Under Harvard’s Financial Aid Initiative, launched in 2004 by former University President Lawrence H. Summers, parents who earn $65,000 or less are not expected to contribute to their child’s tuition.

Undergraduate Council leaders applauded the new initiative, and said that the new grant would help incoming freshmen adjust to campus life.

“When you’re a freshman and you come in, especially from a low-income background, it can be really overwhelming when your roommates or all your friends are eating out every day, or they’re spending money on going to events,” UC President Shaiba Rather ’17 said.

UC Vice President Daniel V. Banks ’17 agreed that the new grants could help alleviate some of the financial challenges that low-income students face.

“While getting into Harvard is need-blind, so few things on campus are,” Banks said. “Social life, and especially your adjustment as a freshman, are very often decided…by your socioeconomic background.”

UC Representative Evan M. Bonsall ’19, a first-generation student himself, said the grant would help fill in the gaps in the College’s existing financial aid program.

“[Students on financial aid] still have to pay for books. They still have to cover everyday living expenses, which are even more expensive.

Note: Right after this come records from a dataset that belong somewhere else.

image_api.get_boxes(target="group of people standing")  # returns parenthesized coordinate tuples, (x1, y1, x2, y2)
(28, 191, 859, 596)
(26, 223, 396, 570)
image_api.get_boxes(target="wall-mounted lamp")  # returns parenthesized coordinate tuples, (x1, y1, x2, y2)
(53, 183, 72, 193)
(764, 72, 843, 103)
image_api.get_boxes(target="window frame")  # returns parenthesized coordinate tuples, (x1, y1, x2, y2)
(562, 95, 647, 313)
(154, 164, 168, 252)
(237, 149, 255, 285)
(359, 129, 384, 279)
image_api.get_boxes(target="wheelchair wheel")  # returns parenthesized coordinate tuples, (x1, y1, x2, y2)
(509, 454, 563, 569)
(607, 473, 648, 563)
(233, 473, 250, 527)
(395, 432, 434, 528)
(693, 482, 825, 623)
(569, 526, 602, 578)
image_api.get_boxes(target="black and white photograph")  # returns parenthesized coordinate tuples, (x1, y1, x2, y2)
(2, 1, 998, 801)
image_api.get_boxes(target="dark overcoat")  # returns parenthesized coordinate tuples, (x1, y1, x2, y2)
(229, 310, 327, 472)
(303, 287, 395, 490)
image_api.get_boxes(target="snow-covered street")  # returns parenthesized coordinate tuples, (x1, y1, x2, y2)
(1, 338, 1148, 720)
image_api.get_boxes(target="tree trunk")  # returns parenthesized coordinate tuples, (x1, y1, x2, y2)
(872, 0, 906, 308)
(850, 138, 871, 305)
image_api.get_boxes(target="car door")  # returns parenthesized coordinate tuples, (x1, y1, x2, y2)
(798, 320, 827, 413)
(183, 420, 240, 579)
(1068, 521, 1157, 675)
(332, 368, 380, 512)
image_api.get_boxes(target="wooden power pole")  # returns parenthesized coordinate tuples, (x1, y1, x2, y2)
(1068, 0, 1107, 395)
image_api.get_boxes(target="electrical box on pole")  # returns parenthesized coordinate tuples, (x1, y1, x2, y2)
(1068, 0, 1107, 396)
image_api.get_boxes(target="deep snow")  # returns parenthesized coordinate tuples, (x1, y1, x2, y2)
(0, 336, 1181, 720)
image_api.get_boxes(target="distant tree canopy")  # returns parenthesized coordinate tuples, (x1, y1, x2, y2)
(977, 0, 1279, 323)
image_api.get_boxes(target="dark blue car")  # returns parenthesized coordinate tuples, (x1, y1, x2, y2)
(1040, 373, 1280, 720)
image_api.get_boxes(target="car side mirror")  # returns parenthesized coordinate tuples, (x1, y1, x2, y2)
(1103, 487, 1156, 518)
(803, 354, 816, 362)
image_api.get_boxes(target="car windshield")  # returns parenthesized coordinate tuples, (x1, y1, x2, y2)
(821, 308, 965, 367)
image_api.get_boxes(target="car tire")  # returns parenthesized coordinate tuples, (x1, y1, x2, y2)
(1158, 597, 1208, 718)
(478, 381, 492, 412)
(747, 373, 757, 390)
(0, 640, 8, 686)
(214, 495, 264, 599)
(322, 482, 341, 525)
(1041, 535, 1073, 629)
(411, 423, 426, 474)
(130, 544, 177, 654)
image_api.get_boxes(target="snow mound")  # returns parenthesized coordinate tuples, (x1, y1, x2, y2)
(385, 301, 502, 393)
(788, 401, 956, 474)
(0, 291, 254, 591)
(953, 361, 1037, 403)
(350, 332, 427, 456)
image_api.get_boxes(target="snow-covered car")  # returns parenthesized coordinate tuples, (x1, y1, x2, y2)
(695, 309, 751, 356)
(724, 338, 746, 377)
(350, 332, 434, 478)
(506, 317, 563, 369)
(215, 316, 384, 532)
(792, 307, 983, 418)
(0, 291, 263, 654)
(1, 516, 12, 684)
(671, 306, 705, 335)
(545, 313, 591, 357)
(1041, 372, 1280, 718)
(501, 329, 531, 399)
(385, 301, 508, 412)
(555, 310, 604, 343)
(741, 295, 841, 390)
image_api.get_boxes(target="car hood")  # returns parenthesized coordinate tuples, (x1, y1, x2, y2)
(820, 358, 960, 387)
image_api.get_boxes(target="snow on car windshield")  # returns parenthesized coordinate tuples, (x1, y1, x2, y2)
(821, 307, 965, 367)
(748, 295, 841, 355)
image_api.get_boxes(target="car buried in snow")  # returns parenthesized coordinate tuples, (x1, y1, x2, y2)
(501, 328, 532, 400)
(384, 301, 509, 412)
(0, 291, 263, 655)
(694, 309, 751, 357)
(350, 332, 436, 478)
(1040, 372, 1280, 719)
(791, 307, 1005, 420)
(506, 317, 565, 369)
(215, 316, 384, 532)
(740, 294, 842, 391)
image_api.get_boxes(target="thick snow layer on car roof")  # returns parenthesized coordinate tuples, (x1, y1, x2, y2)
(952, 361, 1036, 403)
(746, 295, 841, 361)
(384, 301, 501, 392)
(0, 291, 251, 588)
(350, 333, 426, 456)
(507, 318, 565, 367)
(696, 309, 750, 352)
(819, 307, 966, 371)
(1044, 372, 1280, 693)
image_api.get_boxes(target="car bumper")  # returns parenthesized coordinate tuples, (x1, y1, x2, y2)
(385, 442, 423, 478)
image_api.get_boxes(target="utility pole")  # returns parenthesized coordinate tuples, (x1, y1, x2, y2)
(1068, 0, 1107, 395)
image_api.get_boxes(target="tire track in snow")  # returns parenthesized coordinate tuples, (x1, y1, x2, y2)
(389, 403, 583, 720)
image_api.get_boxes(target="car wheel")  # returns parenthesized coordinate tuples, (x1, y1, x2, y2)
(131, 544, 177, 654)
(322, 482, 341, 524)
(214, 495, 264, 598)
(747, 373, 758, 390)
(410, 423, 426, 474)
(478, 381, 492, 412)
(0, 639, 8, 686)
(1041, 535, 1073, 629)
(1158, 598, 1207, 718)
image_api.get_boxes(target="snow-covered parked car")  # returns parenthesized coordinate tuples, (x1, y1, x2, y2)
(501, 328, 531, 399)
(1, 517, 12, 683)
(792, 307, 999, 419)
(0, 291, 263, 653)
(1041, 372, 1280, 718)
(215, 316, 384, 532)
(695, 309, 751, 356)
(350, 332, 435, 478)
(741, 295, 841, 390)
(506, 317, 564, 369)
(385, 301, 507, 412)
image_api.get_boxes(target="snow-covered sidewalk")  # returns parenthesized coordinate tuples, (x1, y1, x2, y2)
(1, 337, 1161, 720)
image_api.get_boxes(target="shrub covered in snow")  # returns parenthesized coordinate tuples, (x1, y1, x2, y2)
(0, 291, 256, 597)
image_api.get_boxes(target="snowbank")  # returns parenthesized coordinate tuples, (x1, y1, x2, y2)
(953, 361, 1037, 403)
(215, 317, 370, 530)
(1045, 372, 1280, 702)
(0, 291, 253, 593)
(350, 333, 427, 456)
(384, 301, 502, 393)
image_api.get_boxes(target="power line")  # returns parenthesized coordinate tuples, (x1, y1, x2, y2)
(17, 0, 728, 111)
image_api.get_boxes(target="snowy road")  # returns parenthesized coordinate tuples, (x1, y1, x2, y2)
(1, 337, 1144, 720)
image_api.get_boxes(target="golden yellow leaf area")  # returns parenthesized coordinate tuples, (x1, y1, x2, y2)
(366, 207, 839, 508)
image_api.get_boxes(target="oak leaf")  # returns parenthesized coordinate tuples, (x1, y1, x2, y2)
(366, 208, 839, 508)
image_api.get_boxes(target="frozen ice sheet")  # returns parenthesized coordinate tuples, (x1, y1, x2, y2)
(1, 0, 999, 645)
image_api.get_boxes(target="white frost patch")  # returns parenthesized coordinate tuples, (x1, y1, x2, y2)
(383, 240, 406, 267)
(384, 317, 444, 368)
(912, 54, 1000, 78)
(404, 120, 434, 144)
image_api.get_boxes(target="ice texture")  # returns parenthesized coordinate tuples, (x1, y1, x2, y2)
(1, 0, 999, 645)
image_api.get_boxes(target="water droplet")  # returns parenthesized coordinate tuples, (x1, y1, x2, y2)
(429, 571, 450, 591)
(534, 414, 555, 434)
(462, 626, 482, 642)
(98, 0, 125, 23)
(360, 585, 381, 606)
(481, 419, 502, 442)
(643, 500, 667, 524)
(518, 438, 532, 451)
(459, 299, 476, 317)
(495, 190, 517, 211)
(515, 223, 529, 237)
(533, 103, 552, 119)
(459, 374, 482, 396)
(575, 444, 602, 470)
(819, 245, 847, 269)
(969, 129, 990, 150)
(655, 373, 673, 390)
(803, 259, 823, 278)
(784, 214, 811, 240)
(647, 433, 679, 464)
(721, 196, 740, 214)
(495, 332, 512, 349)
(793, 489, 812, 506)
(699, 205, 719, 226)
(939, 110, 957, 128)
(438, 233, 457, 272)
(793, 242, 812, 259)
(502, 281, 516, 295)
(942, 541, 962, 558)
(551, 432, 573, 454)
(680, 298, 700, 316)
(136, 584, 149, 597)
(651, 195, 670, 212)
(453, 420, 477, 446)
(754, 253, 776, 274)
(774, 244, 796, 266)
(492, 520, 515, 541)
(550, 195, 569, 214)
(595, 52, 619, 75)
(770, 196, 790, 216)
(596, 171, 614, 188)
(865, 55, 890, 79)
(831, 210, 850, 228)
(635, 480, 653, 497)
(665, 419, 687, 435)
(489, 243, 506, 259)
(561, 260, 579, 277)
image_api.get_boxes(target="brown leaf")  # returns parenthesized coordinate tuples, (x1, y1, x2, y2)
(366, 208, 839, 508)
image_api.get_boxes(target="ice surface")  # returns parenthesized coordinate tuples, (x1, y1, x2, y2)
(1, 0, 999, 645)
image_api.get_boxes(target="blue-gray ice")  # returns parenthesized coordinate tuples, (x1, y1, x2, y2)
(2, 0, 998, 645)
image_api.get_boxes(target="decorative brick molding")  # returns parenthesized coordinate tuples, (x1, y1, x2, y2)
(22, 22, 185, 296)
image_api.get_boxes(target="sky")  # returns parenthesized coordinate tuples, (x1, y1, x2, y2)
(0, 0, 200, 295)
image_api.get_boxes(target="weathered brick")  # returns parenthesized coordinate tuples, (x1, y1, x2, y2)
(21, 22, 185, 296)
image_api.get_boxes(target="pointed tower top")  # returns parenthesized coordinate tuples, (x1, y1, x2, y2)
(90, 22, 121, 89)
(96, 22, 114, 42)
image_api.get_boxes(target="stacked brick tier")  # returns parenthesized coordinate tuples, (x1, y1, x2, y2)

They have to cover travel, if they want to go back and see their family,” Bonsall said. “These are struggles that a large number of Harvard students experience every day.”

“I think this is a really great development. I wish that I had had a grant like this to help me out this year,” Bonsall added.

The announcement of the program also noted that the tuition for Harvard College undergraduates will increase 3.9 percent next academic year to $63,025, compared to $60,650 for the 2015-2016 academic year.

The new “start-up” grant comes at a time when college affordability has reached the forefront of national and University politics, as Democratic presidential candidate Bernie Sanders and likewise a ticket of Overseer candidates advocate for free college tuition.

Seventy-six percent of last year’s graduating class graduated debt free, according to the announcement. Though the Financial Aid Office’s website states that students “are not expected to take out loans” as part of their financial aid packets, 24 percent of graduating seniors last year did, with a median total amount of $10,900.